As her teacher has always said, cells that fire together wire together. But what if her hands failed to play back ‘memories’ of her practice including only warm-ups she did earlier? “Muscles do not have a memory of past training,” she had a blinding flash of what she read in a random magazine before her turn. Her palms moistened. Being scared to ask for a Kleenex on the towering examiner’s table, she wiped the palms on her new skirt, then restarted.
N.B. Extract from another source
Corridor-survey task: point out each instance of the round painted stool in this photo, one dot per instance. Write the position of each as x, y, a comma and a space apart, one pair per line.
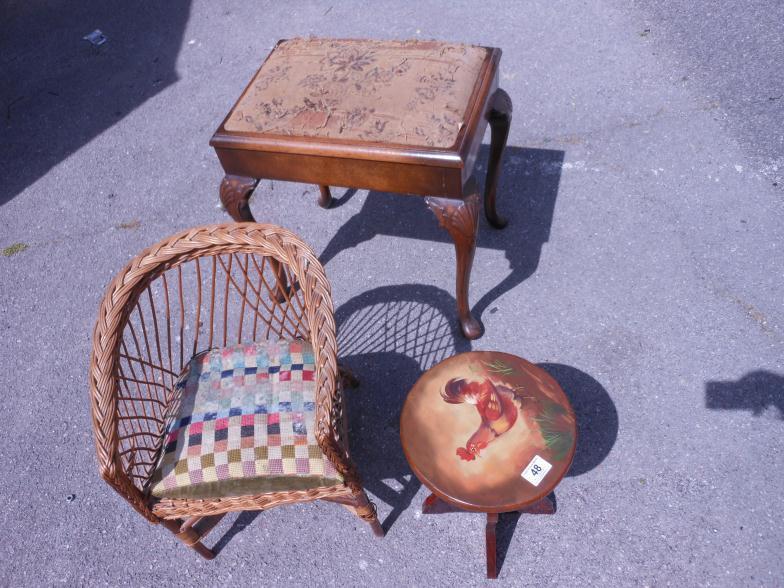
488, 432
Cells managed to ‘wire’ together this time. Her hypothetical thought, “Muscles do not have but at least a ‘one-day’ memory,” was instantly verified in her experience as her body and hands began to move rhythmically with the music she was creating for her audience. Her fingers danced smoothly across the keyboard while skipping a note or two without being noticed---even by herself. Taking note of the following regions, her eyes scanned left to right, and top to bottom, so to decipher the polyphonic script with the intertwining of different melodic lines. Her ears listened attentively to how hard and how soft she pressed the keys keeping the beat inside her head all the time.

The head playing conductor, the eyes sight reading ahead, the fingers performing legato and staccato, the ears giving attention to the music being produced, the muscle orchestra worked in tandem to create a masterpiece of her interpretation towards the exhilarating finale.

The loud words, “Well done!” made her feel less again.
​
Sue Clayton
31/7/2021 04:08:11 am

No way will I take up piano playing after that, David. My muscles ached from just reading it.

David Chek Ling Ngo
31/7/2021 07:11:23 am

Haha, our muscles can work wonders, sometimes. Many thanks Sue.